Professor Wang witnessed Hong Kong’s handover in 1997, which reconfirmed his determination to return to his motherland. His decision to return ushered in a new chapter in his academic life of even more dazzling achievements. He first became a Chair Professor of Language Engineering at the City University of Hong Kong, and then served as a Research Professor at the Chinese University of Hong Kong, where he taught concurrently in the Department of Electronic Engineering and the Department of Linguistics and Modern Languages. He established a Linguistic Engineering Laboratory in the Department of Electronic Engineering, where he carried out research with STEM students on the modelling and simulation of language. His work deepened people’s understanding of language evolution in terms of how human languages emerge and change. Apart from that, Professor Wang also initiated the Conference in Evolutionary Linguistics, a prestigious series of symposia.

After leaving the Chinese University of Hong Kong, Professor Wang, at the age of eighty-two, was appointed Chair Professor of Language and Cognitive Sciences at the Hong Kong Polytechnic University in 2015. His research interest by then had shifted from pure linguistic study to cognitive decline. As is generally known, the field of language acquisition is well-documented with impressive research results on how infants acquire their mother tongue, yet much less is known about how language functions deteriorate and disappear in old age. The world could no longer ignore the pressing challenge of population aging. With the advancement of health care and improvement of environmental sanitation, people living in an aging society have to find ways to remain not only physically fit but also cognitively active. At the Hong Kong Polytechnic University, Professor Wang is pushing forward research in early diagnosis and assessment of cognitive impairment through brainwave measurements and other brain imaging techniques. It is hoped that early diagnosis can be made and preventive measures taken before any sign of cognitive decline appears, so as to slow down the deterioration.

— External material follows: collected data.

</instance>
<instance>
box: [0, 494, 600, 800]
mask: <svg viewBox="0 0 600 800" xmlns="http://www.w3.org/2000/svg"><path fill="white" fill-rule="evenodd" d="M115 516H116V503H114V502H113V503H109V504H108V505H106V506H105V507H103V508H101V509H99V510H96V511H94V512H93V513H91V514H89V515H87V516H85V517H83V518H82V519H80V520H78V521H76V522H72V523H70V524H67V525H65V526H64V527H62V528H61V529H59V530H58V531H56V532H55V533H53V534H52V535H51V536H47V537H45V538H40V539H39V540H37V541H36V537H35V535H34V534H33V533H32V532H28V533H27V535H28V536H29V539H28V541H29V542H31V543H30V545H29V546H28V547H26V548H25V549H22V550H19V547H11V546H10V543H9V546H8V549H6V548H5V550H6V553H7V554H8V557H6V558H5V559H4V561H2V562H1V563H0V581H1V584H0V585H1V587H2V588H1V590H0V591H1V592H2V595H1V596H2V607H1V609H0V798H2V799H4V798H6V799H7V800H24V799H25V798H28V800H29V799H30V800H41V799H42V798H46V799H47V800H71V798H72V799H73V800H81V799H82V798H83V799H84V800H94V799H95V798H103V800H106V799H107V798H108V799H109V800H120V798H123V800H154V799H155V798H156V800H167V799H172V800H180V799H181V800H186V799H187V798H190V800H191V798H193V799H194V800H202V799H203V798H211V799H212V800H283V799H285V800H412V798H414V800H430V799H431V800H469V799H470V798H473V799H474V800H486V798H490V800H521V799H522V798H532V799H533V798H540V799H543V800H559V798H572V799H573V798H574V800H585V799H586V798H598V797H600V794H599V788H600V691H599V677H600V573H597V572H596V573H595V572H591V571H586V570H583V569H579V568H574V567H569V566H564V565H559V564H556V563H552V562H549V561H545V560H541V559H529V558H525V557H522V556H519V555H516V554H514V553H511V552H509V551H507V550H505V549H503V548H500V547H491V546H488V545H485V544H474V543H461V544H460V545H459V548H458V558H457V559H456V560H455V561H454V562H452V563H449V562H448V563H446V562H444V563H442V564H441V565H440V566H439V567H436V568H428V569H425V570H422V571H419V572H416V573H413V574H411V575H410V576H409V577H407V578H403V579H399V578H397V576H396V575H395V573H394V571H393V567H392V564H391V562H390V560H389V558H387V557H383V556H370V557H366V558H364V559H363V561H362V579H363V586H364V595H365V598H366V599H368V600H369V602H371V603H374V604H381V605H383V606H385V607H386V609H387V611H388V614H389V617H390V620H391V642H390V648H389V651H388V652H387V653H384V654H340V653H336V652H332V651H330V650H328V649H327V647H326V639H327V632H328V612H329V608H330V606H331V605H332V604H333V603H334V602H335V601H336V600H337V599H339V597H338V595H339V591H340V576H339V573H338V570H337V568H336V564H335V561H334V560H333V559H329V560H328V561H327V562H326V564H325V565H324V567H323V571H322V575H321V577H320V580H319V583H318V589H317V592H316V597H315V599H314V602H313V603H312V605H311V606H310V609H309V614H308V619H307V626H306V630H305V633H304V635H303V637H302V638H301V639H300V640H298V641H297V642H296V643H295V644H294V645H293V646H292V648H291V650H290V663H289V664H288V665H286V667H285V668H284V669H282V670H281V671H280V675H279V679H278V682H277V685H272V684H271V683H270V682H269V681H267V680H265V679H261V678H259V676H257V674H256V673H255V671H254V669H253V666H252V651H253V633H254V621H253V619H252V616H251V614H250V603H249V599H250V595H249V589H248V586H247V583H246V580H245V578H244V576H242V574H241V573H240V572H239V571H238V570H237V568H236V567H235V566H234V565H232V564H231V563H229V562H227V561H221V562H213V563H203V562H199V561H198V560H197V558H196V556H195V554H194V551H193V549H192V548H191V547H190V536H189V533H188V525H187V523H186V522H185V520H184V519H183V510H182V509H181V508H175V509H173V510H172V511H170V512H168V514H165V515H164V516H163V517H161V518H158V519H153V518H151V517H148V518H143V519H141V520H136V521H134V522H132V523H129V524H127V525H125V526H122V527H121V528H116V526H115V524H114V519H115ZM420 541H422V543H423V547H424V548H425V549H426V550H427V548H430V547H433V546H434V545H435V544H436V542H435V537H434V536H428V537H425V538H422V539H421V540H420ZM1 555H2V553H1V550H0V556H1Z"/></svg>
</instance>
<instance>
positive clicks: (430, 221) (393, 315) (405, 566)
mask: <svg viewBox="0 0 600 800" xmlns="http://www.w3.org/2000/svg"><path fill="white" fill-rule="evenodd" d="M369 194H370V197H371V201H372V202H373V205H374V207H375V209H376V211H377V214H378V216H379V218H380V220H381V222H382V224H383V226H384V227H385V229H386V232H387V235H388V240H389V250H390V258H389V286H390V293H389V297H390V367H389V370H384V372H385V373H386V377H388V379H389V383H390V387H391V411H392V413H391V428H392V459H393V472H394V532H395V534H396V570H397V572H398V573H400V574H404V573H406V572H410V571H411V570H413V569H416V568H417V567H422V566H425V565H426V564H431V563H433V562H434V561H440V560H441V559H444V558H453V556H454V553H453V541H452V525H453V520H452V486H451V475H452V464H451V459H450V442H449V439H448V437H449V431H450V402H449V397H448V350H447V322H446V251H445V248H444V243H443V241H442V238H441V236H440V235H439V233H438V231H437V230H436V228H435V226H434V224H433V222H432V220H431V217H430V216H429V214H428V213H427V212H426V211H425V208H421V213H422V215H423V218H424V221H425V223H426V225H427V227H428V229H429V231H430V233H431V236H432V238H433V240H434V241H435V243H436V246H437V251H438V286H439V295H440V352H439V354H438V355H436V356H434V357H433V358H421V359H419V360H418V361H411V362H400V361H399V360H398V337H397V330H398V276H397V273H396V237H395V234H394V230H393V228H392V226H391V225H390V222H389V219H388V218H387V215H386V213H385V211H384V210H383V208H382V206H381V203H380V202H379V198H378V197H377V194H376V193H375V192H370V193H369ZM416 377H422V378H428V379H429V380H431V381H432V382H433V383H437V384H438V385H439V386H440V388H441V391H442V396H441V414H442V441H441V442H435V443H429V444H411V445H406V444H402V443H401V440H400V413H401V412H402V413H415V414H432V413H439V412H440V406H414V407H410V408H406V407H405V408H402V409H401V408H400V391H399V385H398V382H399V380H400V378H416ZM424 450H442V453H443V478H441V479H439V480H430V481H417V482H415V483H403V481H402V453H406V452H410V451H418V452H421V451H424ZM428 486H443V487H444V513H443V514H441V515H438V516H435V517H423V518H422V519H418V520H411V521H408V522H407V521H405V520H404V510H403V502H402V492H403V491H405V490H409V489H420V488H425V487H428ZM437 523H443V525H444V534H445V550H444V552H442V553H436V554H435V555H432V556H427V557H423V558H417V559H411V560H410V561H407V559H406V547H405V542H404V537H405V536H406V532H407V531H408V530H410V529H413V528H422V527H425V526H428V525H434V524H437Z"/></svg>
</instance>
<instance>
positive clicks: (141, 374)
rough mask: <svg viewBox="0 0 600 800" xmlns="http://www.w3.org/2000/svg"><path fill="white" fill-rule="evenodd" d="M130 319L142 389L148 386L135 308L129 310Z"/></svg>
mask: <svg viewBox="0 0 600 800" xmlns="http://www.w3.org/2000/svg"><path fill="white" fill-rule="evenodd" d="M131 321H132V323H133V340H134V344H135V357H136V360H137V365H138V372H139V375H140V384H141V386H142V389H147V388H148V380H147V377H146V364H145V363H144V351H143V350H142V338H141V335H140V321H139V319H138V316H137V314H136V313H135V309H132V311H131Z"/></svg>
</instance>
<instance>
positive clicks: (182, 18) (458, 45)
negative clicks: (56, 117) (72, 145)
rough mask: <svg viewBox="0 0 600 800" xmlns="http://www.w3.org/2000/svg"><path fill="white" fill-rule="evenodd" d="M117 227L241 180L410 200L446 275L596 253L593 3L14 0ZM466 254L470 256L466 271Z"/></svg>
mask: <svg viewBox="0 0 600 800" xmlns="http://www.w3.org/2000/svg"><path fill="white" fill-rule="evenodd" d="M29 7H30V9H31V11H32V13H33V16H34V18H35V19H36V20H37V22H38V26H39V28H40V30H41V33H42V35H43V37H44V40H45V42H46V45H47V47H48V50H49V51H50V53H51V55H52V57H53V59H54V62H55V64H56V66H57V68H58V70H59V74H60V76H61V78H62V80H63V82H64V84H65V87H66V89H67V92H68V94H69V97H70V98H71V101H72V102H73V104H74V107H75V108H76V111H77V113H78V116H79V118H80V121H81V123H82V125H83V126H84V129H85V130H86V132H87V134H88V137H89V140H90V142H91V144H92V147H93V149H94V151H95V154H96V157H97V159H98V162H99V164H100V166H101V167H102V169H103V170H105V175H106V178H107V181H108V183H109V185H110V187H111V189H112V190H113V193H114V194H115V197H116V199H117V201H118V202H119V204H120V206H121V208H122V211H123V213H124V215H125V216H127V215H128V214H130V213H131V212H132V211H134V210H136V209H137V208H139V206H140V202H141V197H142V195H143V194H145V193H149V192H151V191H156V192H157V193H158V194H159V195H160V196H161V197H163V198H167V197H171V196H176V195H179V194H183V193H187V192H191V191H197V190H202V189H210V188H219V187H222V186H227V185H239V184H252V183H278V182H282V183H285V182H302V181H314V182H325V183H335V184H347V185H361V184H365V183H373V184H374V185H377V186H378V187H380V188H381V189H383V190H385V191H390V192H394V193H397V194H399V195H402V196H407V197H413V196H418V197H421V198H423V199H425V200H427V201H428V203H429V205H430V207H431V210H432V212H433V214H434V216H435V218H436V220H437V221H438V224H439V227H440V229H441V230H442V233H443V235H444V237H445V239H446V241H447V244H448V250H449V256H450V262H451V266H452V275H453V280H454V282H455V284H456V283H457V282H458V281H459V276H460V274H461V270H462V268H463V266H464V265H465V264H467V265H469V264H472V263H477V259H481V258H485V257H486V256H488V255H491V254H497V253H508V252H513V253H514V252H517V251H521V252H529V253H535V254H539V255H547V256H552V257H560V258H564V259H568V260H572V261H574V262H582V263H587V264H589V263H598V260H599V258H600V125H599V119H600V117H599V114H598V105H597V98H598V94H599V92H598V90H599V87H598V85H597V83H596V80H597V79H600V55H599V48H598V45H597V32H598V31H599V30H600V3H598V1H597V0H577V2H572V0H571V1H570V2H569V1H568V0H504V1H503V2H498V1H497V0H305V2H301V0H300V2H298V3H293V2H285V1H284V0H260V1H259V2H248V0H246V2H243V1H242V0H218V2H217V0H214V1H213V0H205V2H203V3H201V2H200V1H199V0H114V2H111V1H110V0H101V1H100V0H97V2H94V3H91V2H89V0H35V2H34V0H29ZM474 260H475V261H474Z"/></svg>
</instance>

‘The boundaries between disciplines,’ Professor Wang once said, ‘are like lines drawn in the sand, changing with the arrival of each wave of advanced knowledge or being completely washed away. Human knowledge, especially in terms of language studies, should be interconnected and ultimately coherent.’ Although he went to the United States at a young age, he always remembers that he is Chinese and should win credit for the Chinese people. In 1973, twenty-five years after leaving his motherland, Professor Wang returned to China for the first time to give lectures, a major event that year in the Chinese linguistic community. Since then, he has been travelling to different places within the Chinese mainland, in Taiwan, Hong Kong and Macao to give lectures and conduct collaborative research. Professor Wang repeatedly told his colleagues with enthusiasm that linguistics originated in Europe in the nineteenth century and flourished in the United States in the twentieth century, and now it was time to make China the centre of linguistic research in the twenty-first century. These earnest words not only conveyed his keen expectations of all Chinese linguistic researchers, but also captured his assiduous endeavour to achieve his lifelong mission!